Manfaat Mengajarkan Anak Belajar Menulis di Masa Pandemi

Raka Lestari
Rabu 21 Oktober 2020 / 13:49
Jakarta: Pada masa pandemi covid-19 seperti sekarang, anak-anak usia sekolah pada umumnya melakukan Pembelajaran Jarak Jauh (PJJ) untuk mencegah terjadinya penularan covid-19 di tempat-tempat umum seperti di sekolah. 

Kegiatan PJJ yang berkepanjangan ini dapat mengakibatkan munculnya masalah kesehatan mental anak dalam belajar, yang berpotensi dapat mengurangi perkembangan kemampuan berpikir kreatif.

Menurut Marcelina Melisa, M.Psi, Psikolog di masa pandemi ini, penting sekali untuk anak tidak terbuai dengan kemudahan digital yang ditawarkan dan tetap membudidayakan kegiatan menulis di buku tulis yang punya banyak manfaat untuk tumbuh kembang kompetensi anak.

“Menulis merupakan salah satu medium yang sangat efektif untuk membantu mengekspresikan pelajaran yang telah dipaparkan, melatih kreatifitas anak, meningkat kemampuan motorik halus dan tentunya juga mempermudah tuntutan sekolah selama PJJ untuk lebih memahami pelajaran dengan baik,” jelas Marcelina.
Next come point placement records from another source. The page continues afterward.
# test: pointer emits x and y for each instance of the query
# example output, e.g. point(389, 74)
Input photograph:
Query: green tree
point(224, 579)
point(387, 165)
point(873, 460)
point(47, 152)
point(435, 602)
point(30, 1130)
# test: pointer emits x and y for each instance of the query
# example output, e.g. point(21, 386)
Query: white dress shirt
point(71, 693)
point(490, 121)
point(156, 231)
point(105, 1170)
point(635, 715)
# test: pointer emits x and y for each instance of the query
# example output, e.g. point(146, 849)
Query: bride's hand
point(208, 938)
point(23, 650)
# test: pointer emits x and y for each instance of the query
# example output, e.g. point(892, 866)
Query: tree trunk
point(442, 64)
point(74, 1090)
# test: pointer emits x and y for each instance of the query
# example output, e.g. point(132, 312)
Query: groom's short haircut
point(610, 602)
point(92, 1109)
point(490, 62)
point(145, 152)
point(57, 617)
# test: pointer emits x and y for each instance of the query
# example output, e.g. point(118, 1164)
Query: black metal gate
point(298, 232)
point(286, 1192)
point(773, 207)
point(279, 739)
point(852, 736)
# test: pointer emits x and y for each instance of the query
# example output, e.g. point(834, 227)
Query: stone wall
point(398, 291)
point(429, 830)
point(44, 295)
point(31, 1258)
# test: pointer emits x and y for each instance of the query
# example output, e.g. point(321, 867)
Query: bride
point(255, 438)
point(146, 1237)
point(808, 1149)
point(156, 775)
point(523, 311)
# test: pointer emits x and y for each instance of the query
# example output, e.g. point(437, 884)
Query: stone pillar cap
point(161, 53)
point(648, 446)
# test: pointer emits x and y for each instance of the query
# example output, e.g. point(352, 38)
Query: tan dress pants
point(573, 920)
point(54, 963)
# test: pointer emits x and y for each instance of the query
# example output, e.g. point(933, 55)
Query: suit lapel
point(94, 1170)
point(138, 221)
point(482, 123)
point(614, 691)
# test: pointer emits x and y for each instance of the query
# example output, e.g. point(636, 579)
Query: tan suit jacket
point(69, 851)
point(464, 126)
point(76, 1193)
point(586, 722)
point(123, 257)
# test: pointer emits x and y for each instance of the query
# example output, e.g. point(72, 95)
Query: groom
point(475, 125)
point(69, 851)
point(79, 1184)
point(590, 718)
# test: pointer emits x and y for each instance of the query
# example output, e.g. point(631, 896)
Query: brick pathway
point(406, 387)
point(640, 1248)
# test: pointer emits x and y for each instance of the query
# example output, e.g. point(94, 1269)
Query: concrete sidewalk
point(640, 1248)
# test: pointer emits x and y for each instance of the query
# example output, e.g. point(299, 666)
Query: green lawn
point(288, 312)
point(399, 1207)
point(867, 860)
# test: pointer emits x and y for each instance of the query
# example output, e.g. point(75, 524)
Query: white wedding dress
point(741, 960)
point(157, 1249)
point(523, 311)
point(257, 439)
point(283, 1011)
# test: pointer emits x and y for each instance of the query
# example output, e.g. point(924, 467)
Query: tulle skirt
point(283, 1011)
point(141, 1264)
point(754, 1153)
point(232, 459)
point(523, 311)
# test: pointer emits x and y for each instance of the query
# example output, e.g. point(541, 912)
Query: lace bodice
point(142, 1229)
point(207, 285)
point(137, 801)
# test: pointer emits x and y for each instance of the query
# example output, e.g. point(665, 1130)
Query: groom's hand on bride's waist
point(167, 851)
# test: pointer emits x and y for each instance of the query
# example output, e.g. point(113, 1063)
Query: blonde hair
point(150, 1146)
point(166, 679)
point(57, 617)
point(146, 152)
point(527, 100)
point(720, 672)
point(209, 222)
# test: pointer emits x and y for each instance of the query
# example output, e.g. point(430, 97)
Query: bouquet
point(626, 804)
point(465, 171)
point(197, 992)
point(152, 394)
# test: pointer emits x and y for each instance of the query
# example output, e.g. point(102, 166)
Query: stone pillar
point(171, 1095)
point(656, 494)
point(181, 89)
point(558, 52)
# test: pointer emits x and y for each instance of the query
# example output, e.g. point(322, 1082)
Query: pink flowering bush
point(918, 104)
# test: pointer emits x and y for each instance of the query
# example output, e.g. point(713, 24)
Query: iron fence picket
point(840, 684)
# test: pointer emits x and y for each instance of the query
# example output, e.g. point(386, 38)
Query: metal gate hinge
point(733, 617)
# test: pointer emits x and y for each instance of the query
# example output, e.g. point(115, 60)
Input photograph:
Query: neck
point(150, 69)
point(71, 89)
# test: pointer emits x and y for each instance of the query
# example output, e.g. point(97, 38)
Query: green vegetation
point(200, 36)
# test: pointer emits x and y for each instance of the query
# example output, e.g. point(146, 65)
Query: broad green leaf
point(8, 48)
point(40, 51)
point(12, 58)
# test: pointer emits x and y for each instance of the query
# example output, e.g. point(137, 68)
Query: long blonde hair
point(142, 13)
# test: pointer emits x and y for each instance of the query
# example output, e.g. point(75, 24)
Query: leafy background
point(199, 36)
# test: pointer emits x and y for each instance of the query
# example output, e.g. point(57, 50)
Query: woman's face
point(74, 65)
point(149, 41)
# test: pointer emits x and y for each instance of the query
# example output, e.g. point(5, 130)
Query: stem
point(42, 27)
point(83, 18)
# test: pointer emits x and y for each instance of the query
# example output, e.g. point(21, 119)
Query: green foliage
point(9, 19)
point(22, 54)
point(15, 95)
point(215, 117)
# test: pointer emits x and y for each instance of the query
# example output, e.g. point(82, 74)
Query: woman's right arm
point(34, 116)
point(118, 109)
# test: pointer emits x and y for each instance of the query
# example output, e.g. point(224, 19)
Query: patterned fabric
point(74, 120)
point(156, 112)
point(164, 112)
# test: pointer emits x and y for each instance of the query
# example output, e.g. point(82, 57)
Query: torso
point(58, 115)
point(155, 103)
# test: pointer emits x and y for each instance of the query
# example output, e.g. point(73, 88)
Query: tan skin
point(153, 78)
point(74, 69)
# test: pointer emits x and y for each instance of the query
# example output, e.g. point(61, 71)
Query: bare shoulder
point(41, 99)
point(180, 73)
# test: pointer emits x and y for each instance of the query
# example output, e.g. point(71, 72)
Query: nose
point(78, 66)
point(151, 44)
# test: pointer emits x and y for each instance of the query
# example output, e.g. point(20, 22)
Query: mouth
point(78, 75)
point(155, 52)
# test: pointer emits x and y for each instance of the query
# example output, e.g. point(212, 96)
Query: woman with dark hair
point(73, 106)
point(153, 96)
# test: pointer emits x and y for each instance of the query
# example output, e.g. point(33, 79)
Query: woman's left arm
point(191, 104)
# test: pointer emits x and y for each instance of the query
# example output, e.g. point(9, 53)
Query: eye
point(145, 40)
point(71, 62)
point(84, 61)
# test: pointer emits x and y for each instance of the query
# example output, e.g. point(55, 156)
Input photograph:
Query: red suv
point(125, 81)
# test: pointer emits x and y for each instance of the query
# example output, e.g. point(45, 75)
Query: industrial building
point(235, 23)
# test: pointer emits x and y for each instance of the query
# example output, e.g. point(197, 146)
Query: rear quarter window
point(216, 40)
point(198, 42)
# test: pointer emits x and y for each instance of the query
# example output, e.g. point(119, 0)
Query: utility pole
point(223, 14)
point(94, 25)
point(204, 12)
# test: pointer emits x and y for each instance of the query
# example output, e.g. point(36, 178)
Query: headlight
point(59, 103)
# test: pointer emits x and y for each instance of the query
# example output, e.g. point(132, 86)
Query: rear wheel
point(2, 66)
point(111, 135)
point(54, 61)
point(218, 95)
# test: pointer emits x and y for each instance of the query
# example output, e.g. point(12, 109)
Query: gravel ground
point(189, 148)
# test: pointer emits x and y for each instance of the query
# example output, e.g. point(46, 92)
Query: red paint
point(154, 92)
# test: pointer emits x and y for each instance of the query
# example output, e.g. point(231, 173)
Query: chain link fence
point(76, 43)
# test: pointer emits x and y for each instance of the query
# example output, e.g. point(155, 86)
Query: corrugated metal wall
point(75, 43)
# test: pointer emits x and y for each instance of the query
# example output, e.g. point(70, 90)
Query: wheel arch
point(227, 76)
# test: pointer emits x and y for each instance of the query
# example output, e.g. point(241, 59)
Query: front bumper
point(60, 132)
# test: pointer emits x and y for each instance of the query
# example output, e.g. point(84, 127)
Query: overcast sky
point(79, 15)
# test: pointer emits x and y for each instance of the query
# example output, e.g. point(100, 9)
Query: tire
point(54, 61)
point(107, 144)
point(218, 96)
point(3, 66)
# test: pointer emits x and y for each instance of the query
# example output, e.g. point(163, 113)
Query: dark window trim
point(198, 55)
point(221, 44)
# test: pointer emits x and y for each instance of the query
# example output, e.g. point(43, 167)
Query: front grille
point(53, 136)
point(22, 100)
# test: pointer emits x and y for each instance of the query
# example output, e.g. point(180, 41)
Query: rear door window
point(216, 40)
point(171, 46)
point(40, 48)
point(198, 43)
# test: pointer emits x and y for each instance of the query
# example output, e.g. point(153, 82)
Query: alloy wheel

Menulis dengan tangan di atas buku tulis menciptakan lebih banyak aktivitas di bagian sensorimotor. Banyak indra diaktifkan dengan menekan pensil atau pulpen di atas kertas, melihat huruf yang ditulis, dan mendengar suara yang dibuat saat menulis.

Selain itu, keterampilan motorik halus sangat diperlukan bagi anak usia dini untuk kesiapan sekolah karena kemampuan mencengkram dan menggenggam digunakan ketika mereka menggunakan alat tulis. 

Keterampilan menulis membutuhkan penyusunan sejumlah sumber daya neuro-motorik, kognitif, dan linguistik untuk menyampaikan kembali kosakata yang mereka miliki dan menaruhnya di buku tulis.

“Selain keterampilan motorik, tulisan tangan mengaktifkan atensi dan memori. Ketika menulis per huruf dan memperkirakan jarak ke ujung baris pada buku tulis, konsentrasi kita meningkat secara signifikan," katanya.

"Pada saat yang sama, pemikiran spasial diaktifkan karena memikirkan gerakan kita beberapa langkah ke depan sehingga anak yang menulis tangan mempunyai pemahaman yang lebih mendalam,” tutup Marcelina.